Vinyl. Audiophiles all over the world claim that vinyl records have a superior sound: richer, fuller, and warmer. Vinyl was the medium of sound for decades. From the birth of recorded music up until magnetic tape was invented. Even after the invention of tape vinyl records still held strong for many years. It outlived the poorly conceived 8-track, held on through the years of the cassette tape, and finally was put to rest with CD’s and buried with digital download music. But then, like the biblical Lazarus, vinyl records resurfaced. Stores selling vinyl records starting cropping up in “hip” neighborhoods and then more stores started carrying them; the trend came back.Vinyl record sales have never reached the levels of the 1970’s, but they have hit sales numbers challenging those of the early 90’s; impressive given the plethora of alternative (and less bulky) formats.
The story of film is very similar. There are “film-o-philes” the world over that claim film provides a superior picture: richer, more dynamic, and warmer. Film has been the medium of choice since the invention of photography over a century ago. It has outlasted VHS, Betamax (which was used in the professional industry, and still is occasionally), miniDV and HDV. So will film suffer the same fate as vinyl? Will it fade completely into oblivion? Will it come back someday as a niche product?
Film survived against alternate formats for so long because of it’s resolving power and detail. Until HDV, hard drive capture, or solid state capture, no format could come close to films resolution, let alone the other aspects of film.

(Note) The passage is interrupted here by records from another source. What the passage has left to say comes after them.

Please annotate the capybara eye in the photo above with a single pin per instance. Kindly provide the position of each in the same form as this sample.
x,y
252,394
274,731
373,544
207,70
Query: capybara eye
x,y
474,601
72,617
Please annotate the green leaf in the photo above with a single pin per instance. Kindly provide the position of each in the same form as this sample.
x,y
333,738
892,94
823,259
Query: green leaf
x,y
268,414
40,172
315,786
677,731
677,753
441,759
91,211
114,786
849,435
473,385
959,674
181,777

Film is still the choice of several directors in Hollywood and around the world. Some of our favorite TV shows are shot on film: Breaking Bad, The Walking Dead, Mad Men, Glee, and American Horror Story to name a few. And many feature films are still shot on film as well: Edge of Tomorrow, Star Trek (2011), Star Trek Into Darkness, The Dark Knight Rises, Don Jon, and many more.

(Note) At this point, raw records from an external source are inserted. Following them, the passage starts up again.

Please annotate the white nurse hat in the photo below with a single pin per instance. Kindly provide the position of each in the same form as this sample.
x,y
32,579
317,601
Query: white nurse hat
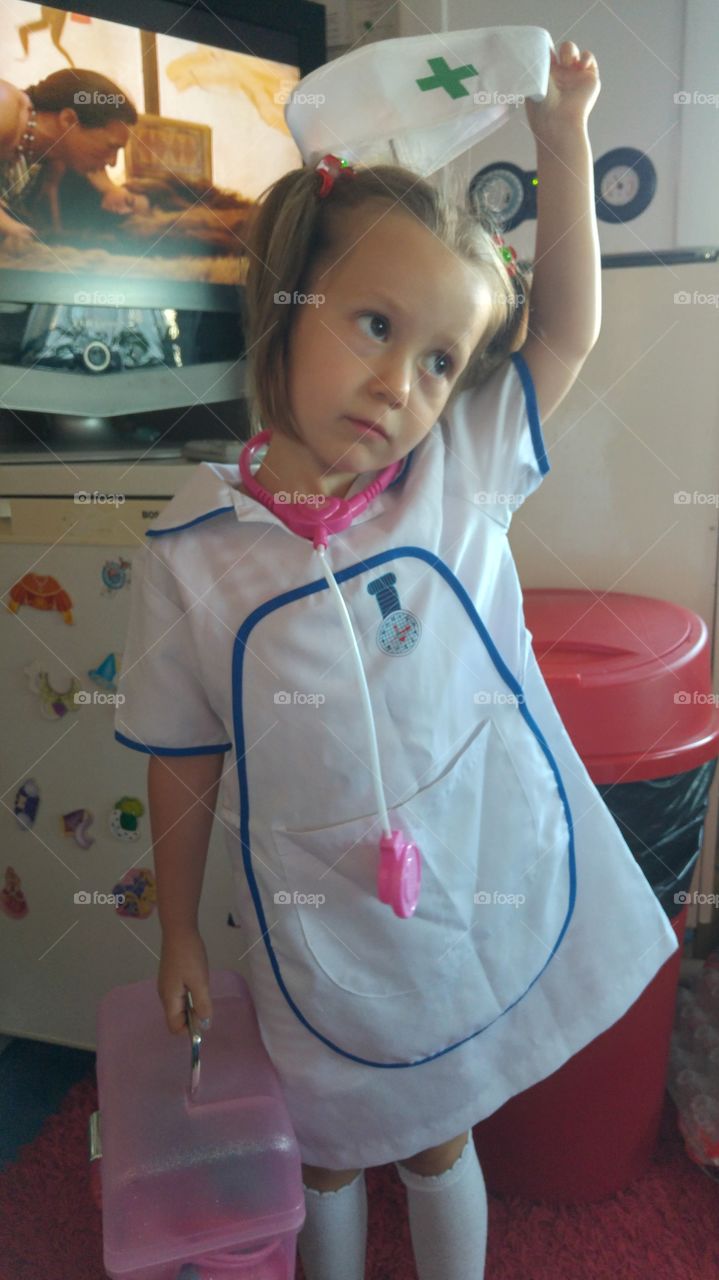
x,y
420,100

Perhaps one of the most ironic instances of a movie shot on film is J.J. Abram’s Star Wars 7. George Lucas, according to the documentary Side By Side, famously called in several directors from Hollywood in the early 2000’s to declare that “Film is dead.” Mr. Lucas then went on to shoot Star Wars 2 & 3 in an all digital format (1080p at the time). However, J.J. Abrams seems to be a fan of film, and he is not alone. Quentin Tarantino, Christopher Nolan, and others will only shoot on film.
One hit to film was in the projector room. While a production may use thousands or millions of feet of film to capture the movie, distribution of the finished movie on film was one of the crutches of companies like Kodak and Fujifilm. Recently, production companies have done away with 35mm film distribution and use a digital distribution instead, taking the crutch out from under film companies and processing houses. Many have closed, including Fujifilm’s movie film stock division. Less recently, but still a hit to the use of film, advertising companies moved away from using film, opting instead for lower quality formats such as Betamax and miniDV.

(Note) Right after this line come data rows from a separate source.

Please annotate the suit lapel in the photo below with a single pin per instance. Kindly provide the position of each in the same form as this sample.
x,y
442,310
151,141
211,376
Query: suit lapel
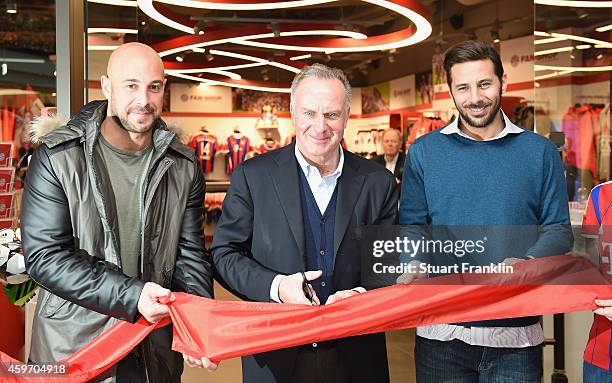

So, as digital increases it’s quality to compete with film, will it replace film completely? Like vinyl, film offers us a respite from an ever evolving age. It offers a unique feel, which like a CD vs. a record, will never be completely replicated by a digital capture format. Directors, both established and those waiting for their moment, still choose film as their medium, much like consumers still choose vinyl. Because of these directors, and the minor real-world production differences between digital capture and film capture, I foresee film settling into a niche (albeit a sizable one) and leveling off, while the battle between digital formats continues.